Beberapa bulan lalu, banyak sekali pemberitaan beredar yang mengatakan bahwa terdapat ketentuan yang diterapkan pihak Kepolisian Lalu Lintas yang dapat menjatuhkan hukuman pidana kepada siapa saja yang kedapatan menggunakan handphone sambil menyetir. Hal ini ternyata tidak terbukti kebenarannya seiring dengan konfirmasi dari pihak humas Kepolisian Lalu Lintas di beberapa media. Memang benar, bahwa mengemudi butuh konsentrasi penuh sehingga dianjurkan untuk tidak menggunakan handphone sambil mengemudi. Namun, tidak benar adanya apabila seseorang dapat dijatuhi hukuman pidana hanya karena penggunaan telephone selular.

Bukan hanya pemberitaan yang marak di Blackberry Messenger tersebut, namun ternyata di masyarakat sudah tersiar kabar bahwa benar adanya pemidanaan terhadap pengguna telephone selular. Hal ini katanya diperkuat dengan apa yang diatur di dalam Undang Undang Lalu Lintas. Serta maraknya pemberitaan di media seakan menguatkan kebenaran pemidanaan tersebut.

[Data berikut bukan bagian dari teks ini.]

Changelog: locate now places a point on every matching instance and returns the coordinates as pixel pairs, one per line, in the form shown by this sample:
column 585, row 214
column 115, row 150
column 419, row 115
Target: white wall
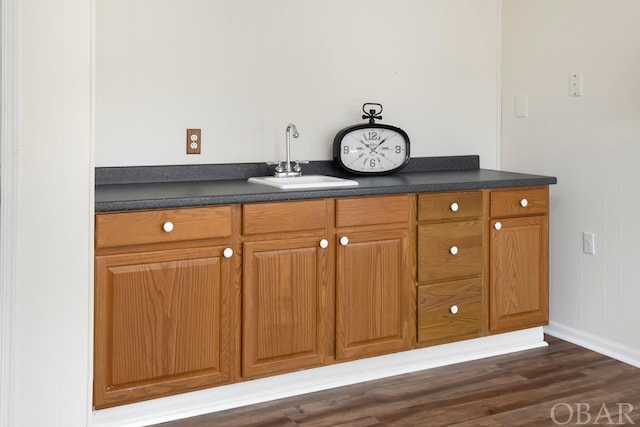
column 242, row 70
column 52, row 302
column 592, row 144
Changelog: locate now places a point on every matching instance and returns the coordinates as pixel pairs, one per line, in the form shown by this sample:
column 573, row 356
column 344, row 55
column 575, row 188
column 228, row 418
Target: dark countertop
column 114, row 193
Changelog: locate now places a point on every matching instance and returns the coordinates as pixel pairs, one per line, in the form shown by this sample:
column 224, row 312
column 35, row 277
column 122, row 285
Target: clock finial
column 373, row 114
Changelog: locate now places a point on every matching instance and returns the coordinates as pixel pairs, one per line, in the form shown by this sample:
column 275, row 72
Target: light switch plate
column 522, row 106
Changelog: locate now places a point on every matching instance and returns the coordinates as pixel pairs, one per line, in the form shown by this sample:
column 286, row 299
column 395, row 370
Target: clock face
column 373, row 150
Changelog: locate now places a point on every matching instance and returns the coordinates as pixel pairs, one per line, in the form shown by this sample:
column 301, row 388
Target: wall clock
column 371, row 148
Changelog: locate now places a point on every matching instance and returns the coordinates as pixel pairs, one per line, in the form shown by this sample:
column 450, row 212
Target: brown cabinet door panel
column 162, row 323
column 519, row 279
column 283, row 296
column 372, row 294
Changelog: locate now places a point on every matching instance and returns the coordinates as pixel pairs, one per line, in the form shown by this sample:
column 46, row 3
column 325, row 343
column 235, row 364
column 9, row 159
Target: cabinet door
column 519, row 276
column 284, row 305
column 372, row 293
column 163, row 323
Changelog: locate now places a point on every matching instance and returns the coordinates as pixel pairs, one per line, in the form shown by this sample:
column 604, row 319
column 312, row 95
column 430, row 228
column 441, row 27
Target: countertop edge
column 513, row 180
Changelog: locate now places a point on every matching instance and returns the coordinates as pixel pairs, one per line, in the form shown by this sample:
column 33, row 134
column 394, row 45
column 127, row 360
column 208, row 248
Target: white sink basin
column 303, row 182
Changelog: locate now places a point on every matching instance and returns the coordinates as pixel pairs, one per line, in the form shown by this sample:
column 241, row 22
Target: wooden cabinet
column 373, row 276
column 519, row 259
column 164, row 317
column 286, row 287
column 192, row 298
column 450, row 295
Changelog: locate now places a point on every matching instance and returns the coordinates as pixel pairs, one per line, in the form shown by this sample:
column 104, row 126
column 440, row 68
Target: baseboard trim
column 312, row 380
column 598, row 344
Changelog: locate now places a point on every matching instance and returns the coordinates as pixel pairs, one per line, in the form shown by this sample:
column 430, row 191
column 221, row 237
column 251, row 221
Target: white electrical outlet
column 589, row 243
column 575, row 84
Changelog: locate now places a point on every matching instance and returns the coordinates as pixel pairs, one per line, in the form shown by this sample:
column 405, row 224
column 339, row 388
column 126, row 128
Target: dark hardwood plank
column 520, row 389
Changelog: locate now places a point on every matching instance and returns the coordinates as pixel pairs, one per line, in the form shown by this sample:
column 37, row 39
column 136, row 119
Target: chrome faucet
column 290, row 127
column 287, row 170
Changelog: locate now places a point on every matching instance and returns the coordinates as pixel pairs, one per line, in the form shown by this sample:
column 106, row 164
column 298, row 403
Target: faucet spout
column 291, row 131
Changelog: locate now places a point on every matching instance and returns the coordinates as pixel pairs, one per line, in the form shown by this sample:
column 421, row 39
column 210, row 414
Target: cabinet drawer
column 521, row 201
column 453, row 205
column 449, row 310
column 162, row 226
column 449, row 250
column 372, row 210
column 277, row 217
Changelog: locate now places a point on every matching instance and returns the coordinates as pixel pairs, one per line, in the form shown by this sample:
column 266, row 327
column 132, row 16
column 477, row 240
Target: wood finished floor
column 519, row 389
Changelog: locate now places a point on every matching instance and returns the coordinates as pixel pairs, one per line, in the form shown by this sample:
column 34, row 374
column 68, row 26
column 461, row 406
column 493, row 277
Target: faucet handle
column 278, row 165
column 297, row 167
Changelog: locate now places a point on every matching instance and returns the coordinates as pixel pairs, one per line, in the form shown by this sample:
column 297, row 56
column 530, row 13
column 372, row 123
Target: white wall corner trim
column 9, row 156
column 312, row 380
column 598, row 344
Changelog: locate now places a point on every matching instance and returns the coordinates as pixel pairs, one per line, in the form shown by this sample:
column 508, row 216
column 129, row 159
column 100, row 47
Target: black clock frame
column 337, row 143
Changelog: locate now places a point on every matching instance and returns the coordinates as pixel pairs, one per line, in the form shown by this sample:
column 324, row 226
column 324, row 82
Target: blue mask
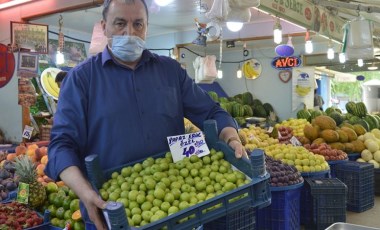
column 127, row 48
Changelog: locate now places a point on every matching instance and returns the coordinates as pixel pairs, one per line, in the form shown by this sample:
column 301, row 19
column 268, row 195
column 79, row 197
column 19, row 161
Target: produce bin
column 353, row 156
column 328, row 202
column 256, row 193
column 377, row 182
column 346, row 226
column 359, row 178
column 244, row 219
column 333, row 165
column 306, row 197
column 284, row 211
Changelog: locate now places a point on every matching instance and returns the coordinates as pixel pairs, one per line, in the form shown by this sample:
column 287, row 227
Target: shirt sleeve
column 68, row 133
column 199, row 106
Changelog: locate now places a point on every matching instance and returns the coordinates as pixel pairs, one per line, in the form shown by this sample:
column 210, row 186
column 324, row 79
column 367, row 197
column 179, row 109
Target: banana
column 302, row 91
column 47, row 79
column 249, row 71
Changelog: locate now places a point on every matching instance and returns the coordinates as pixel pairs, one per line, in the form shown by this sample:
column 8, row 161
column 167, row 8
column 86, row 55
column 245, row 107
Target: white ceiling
column 180, row 14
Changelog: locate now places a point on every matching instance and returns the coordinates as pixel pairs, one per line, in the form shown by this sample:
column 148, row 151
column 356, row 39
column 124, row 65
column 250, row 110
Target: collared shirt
column 124, row 115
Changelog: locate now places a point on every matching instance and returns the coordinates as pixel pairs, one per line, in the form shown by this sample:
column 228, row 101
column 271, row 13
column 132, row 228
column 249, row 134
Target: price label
column 270, row 129
column 295, row 141
column 27, row 133
column 186, row 145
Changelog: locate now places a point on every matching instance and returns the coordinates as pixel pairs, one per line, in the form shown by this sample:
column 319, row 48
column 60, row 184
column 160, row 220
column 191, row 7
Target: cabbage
column 366, row 155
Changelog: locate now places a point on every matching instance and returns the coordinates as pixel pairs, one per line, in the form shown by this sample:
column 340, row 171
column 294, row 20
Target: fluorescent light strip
column 13, row 3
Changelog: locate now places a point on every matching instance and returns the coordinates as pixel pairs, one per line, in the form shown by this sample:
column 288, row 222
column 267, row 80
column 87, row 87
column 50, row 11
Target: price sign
column 27, row 133
column 295, row 141
column 186, row 145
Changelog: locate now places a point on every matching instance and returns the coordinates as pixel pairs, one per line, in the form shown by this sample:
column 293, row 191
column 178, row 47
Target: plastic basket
column 333, row 165
column 254, row 194
column 243, row 220
column 359, row 178
column 306, row 197
column 353, row 156
column 328, row 202
column 284, row 211
column 377, row 181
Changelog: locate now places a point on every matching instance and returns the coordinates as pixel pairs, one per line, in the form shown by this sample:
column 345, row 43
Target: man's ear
column 103, row 24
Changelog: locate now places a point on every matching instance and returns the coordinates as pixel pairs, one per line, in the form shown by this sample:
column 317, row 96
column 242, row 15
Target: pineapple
column 27, row 173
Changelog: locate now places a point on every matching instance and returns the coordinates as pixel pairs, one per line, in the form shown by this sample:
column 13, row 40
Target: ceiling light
column 12, row 3
column 220, row 74
column 277, row 32
column 308, row 44
column 330, row 52
column 59, row 58
column 163, row 2
column 372, row 67
column 234, row 26
column 360, row 62
column 342, row 57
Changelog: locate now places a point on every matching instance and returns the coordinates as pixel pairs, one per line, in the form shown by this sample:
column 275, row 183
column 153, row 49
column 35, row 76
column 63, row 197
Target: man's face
column 125, row 19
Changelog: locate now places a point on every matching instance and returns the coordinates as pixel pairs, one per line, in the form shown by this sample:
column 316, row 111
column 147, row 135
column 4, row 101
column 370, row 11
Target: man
column 122, row 104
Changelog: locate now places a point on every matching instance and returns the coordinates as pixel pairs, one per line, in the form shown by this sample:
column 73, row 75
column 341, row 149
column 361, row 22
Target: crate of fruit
column 191, row 192
column 359, row 178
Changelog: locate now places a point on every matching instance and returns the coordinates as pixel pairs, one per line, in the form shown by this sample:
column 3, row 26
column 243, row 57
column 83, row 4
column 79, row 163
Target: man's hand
column 231, row 137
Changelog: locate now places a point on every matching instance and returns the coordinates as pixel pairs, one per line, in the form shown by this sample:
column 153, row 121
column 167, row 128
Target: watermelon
column 354, row 119
column 362, row 109
column 268, row 108
column 351, row 108
column 247, row 98
column 364, row 124
column 372, row 122
column 213, row 95
column 256, row 102
column 237, row 110
column 303, row 114
column 337, row 117
column 259, row 111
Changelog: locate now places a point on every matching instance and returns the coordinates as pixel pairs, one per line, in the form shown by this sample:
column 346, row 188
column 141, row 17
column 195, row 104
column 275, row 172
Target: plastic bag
column 244, row 3
column 219, row 10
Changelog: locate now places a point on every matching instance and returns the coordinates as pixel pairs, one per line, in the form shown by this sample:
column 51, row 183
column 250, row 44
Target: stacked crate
column 328, row 202
column 359, row 178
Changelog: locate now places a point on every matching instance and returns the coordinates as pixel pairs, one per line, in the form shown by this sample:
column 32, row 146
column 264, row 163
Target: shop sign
column 285, row 63
column 7, row 65
column 186, row 145
column 306, row 14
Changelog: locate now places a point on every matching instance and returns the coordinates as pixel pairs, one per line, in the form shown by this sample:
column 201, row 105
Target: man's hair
column 60, row 76
column 106, row 6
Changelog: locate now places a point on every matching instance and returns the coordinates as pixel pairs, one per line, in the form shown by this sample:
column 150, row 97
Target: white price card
column 27, row 133
column 186, row 145
column 295, row 141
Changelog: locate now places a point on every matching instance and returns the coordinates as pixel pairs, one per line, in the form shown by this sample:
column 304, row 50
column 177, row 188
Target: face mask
column 127, row 48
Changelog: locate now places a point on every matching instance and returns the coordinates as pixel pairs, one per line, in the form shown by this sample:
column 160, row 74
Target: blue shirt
column 124, row 115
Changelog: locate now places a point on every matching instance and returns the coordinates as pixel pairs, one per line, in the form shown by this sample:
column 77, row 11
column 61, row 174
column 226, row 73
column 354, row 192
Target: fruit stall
column 306, row 164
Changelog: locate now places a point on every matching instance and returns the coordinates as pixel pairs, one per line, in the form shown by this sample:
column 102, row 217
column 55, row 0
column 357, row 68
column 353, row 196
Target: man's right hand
column 74, row 178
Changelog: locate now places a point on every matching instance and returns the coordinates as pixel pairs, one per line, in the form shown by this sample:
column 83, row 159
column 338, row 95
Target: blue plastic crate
column 359, row 178
column 328, row 202
column 255, row 194
column 306, row 197
column 333, row 165
column 353, row 156
column 243, row 220
column 284, row 211
column 377, row 182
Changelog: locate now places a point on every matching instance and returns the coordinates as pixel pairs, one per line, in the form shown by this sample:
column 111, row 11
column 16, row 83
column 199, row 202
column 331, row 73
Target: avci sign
column 285, row 63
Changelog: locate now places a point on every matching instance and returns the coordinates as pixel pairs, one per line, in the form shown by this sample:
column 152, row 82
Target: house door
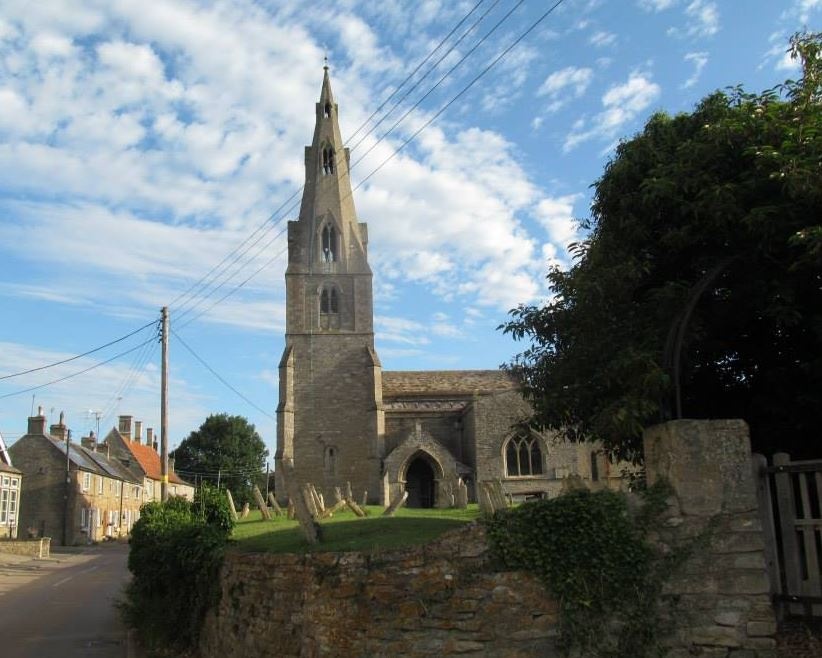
column 419, row 483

Memang benar, mengemudi merupakan pekerjaan yang butuh konsentrasi yang besar. Mengemudi membutuhkan tingkat fokus yang tinggi karena resiko bahayanya pun sangatlah besar. Pada tahun 2002, Laboratorium Penelitian Transportasi di Berkshire, Inggris mengeluarkan hasil penelitiannya yang menunjukkan bahwa pengguaan telepon genggam saat mengemudikan mobil lebih berbahaya dibandingkan mereka yang mengkonsumsi minuman beralkohol melewati batas yang diizinkan bagi pengendara kendaraan. Tes tersebut menunjukkan reaksi pengemudi mobil rata-rata lebih lambat 30 persen saat berbicara menggunakan telpon genggam dibandingkan saat seseorang mengkonsumsi minuman alkohol. Selain itu pengemudi juga cenderung kurang dapat menjaga kestabilan kecepatannya dan kurang berhati-hati menjaga jarak dengan kendaraan lainnya, yang ada di depannya. Sebuah perusahaan asuransi Direct Line yang terlibat dalam penelitian ini menemukan 4 dari 10 pengemudi yang mengalami kecelakaan di jalan raya, mengaku menggunakan telpon genggam saat mereka mengemudikan kendaraannya. Namun, pemidanaan terhadap penggunaan telephone selular saat mengemudi adalah hal yang patut di cek kebenarannya.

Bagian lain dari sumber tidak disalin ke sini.